The concept has been a hit. Summer and school break camps that partner with Imagym- a few doors away, and offers yoga, art, culture and cooking — fill up fast. After school classes, field trips and birthday parties are all popular.

Children ages 3 to 17 can have birthday parties that start at $275, Fox said, and added that parents love the fact that they “don’t have to lift a finger,” and each detail is taken care of from balloons, to cake, to chef hats for each child.

“We make the birthday party experience exactly what the parents want it to be in every way, shape and form, and all they have to do is come with a birthday child and a camera,” Fox said.

Nikki Berger signed her two sons up for summer camp after they attended a birthday party at YCA and wanted to go back.

“The boys have always been interested in helping in the kitchen, breaking

eggs, pouring and mixing things, and of course the really fun stuff like using the

food processor and blender.

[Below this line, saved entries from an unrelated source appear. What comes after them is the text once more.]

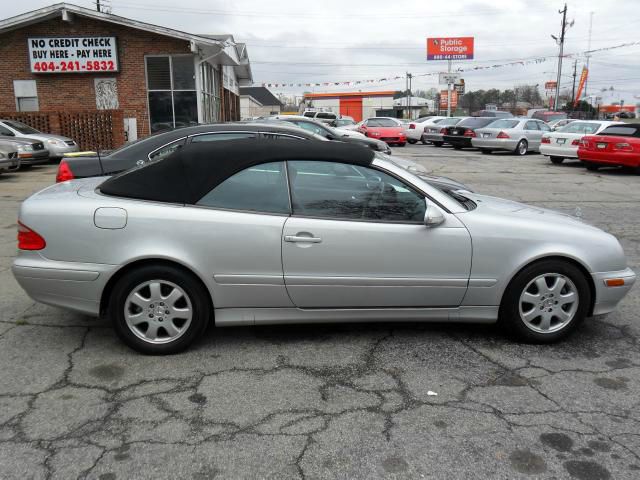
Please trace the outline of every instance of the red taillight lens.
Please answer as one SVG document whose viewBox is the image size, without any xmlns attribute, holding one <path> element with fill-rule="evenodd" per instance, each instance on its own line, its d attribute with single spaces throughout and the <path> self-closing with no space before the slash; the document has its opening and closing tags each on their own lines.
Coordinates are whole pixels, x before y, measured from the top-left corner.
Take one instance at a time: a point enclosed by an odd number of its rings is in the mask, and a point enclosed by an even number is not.
<svg viewBox="0 0 640 480">
<path fill-rule="evenodd" d="M 46 246 L 47 242 L 44 241 L 44 238 L 18 222 L 18 248 L 20 250 L 42 250 Z"/>
<path fill-rule="evenodd" d="M 446 128 L 441 128 L 441 129 L 440 129 L 440 133 L 441 133 L 442 135 L 446 135 L 446 134 L 447 134 L 447 129 L 446 129 Z"/>
<path fill-rule="evenodd" d="M 613 148 L 614 150 L 620 150 L 621 152 L 633 152 L 633 147 L 627 142 L 615 143 Z"/>
<path fill-rule="evenodd" d="M 580 141 L 578 142 L 578 145 L 579 145 L 579 146 L 581 146 L 581 147 L 583 147 L 583 148 L 589 148 L 589 146 L 590 146 L 590 145 L 589 145 L 589 139 L 588 139 L 588 138 L 585 138 L 585 137 L 582 137 L 582 138 L 580 139 Z"/>
<path fill-rule="evenodd" d="M 60 165 L 58 165 L 58 173 L 56 174 L 56 182 L 66 182 L 67 180 L 73 180 L 75 175 L 71 171 L 71 167 L 64 160 L 60 161 Z"/>
<path fill-rule="evenodd" d="M 549 137 L 542 137 L 542 140 L 540 140 L 540 143 L 551 143 L 551 139 Z"/>
<path fill-rule="evenodd" d="M 496 135 L 496 138 L 511 138 L 511 137 L 507 135 L 505 132 L 500 132 L 498 135 Z"/>
<path fill-rule="evenodd" d="M 464 131 L 464 136 L 465 137 L 475 137 L 476 136 L 476 132 L 474 132 L 473 130 L 471 130 L 470 128 L 467 128 Z"/>
<path fill-rule="evenodd" d="M 577 147 L 578 145 L 580 145 L 580 140 L 578 140 L 577 138 L 575 140 L 573 140 L 571 142 L 571 145 L 573 145 L 574 147 Z"/>
<path fill-rule="evenodd" d="M 409 124 L 409 130 L 415 130 L 416 129 L 416 124 L 415 123 L 410 123 Z"/>
</svg>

They have been interested in trying to make the

things they learned how to cook during camp,” she said.

When school is in session, after-school classes are offered throughout the week, where students prepare two to three recipes each week to go with a monthly theme from Greek to Island Hopping and Italian to Cooking with the Celebrities using recipes from celebrity chefs.

Caroline Weller, 12, said she has learned plenty in her weekly classes. “I have learned how to measure flour correctly, recipes, different math equations, and how to be a great cook,” said Weller, adding she has also made many of the recipes she learned at at home.

During the year, schools come for daytime field trips — many of which are tailor-made to fit the students’ currently studies.

Ian Shiverick, a teacher at Kingsley Charter Elementary School in Dunwoody, came to Young Chefs on a field trip with his class.

“Young Chef’s is a fun way for students to learn about measurement, temperature, chemical reactions, as well as to practice listening and following directions,” Shiverick said.

Denene Millner-Chiles drove 40 minutes each way last year so her daughter Mari, 7, who has talked of being a chef since she was 3, could attend the summer camp at Young Chef’s Academy.

“My favorite recipe was making that ziti pasta with the yummy sauce. It was cool to crack the eggs and put your hands in the dough and play with it. It was very good and when I tasted it, I had four servings,” Mari said.

“And we also got to do things out of the kitchen like art. I painted a picture for my dad one time. And I did a yoga class and a gym class too. And it was very fun.”

“My daughters Mari and Lila absolutely adore cooking, but I’m a busy mom and most of the time I just want to get dinner to the table, and so I don’t cook with them as often as they would like,” Millner-Chiles said. “This seemed like the perfect opportunity to let them get some hands-on cooking time.”

After each class — after school, at a field trip or a birthday party — the children take home the recipe. With healthy foods, they also get the nutrition facts and learn how to read nutrition labels.

“Even kids as young as five or six can start learning what the nutrition information means,” Fox said. And she sees children expanding their eating horizons — eating broccoli and cottage cheese on pizza or salmon patties.

“The most rewarding aspect of this business is to see the kids’ delight and enjoyment at discovering how to cook, and the self-confidence that they get out of accomplishing something like that,” Fox said.